“Não somos pessoas ruins, nós só viemos de um lugar ruim. ”
SHAME, um filme de 2011, dirigido e co-escrito pelo britânico Steve McQueen é um dos meus filmes favoritos, onde nos é entregue um estudo de personagem triste, provocativo e arrebatador.
Na obra acompanhamos a vida de Brandon (Fassbender), um homem jovem e bem-sucedido financeiramente e profissionalmente, mas que também é um “viciado em sexo”, mantendo um consumo constante de pornografia para masturbação e entretenimento, salas de “sexo virtual” na internet e encontros com garotas de programa. Ele tem a “busca pelo orgasmo” como algo obsessivo e incessante no seu dia-a-dia.
Brandon é desprovido de qualquer intimidade ou ligação emocional com qualquer mulher, as vendo apenas como um acessório sexual ou provedoras para a droga que ele tanto anseia.
Ele inclusive, ao fantasiar estar tendo uma relação sexual com uma colega de trabalho, Brandon imagina partes do corpo dela: coxa, seio, boca, olho. Mas, nunca as vê como figuras completas ou indivíduos.
Logo no início do longa, o vemos encontrar uma bela jovem em um trem que chama sua atenção rapidamente, a moça vê que Brandon a está encarando e o devolve um olhar de interesse e um sorriso de um possível flerte.
Ele por outro lado, a fita com um olhar frio, esboçando apenas desejo, malícia e até mesmo “fome”.

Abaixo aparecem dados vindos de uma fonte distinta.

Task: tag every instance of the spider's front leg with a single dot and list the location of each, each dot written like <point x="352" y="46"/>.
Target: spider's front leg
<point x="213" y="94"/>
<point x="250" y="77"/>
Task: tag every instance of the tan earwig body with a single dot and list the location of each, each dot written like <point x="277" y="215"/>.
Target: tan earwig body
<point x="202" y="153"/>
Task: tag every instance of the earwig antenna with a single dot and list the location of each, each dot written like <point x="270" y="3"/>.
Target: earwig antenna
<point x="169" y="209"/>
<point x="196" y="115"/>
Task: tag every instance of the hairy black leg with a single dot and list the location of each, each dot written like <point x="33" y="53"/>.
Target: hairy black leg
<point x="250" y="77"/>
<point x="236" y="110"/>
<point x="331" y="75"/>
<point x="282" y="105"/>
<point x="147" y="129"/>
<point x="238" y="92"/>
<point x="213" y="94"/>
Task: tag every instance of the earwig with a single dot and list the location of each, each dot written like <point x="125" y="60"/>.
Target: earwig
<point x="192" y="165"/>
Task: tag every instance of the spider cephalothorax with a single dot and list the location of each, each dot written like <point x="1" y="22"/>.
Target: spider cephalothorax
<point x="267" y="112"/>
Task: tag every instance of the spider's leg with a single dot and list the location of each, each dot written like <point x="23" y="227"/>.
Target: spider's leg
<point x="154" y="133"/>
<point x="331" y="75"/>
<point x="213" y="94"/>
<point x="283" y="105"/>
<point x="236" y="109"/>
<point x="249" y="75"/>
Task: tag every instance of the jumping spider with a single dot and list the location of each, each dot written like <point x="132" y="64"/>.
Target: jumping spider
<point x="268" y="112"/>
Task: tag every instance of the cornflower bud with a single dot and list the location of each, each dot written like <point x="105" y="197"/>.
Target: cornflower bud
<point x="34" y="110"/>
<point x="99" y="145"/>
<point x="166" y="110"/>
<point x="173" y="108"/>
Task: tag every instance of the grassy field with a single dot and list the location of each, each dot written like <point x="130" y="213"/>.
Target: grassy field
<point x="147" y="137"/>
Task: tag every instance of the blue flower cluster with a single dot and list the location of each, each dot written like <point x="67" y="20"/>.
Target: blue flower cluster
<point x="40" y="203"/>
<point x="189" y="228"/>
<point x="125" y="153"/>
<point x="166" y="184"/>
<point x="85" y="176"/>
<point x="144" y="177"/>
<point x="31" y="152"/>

A moça então, após ter ficado intimidade pelo olhar frio do homem e sem entender direito o que se passa em sua cabeça, deixa o trem com pressa. Brandon a segue, mas não consegue encontra-la na estação em meio a tantas pessoas.
Durante o resto da narrativa, vemos o “mundinho” que Brandon está inserido colapsar a sua frente com a chegada de sua irmã Sissy (Mulligan) para passar um tempo com ele em seu apartamento.
É notável desde o início que existe um grande distanciamento entre os irmãos, provocada por uma relação conturbada de ambos com seu passado. Nunca é colocado de forma clara no roteiro o que aconteceu exatamente com eles, mas isso não é um problema, às vezes é bom deixar algumas tarefas a cargo da imaginação do expectador.
E também, a incerteza sobre o passado traumático de ambos é algo que deixa os personagens ainda mais intrigantes. Por que eles são assim? Do que eles estão fugindo? O que eles querem esquecer? A resposta explícita para essas perguntas, nós nunca teremos.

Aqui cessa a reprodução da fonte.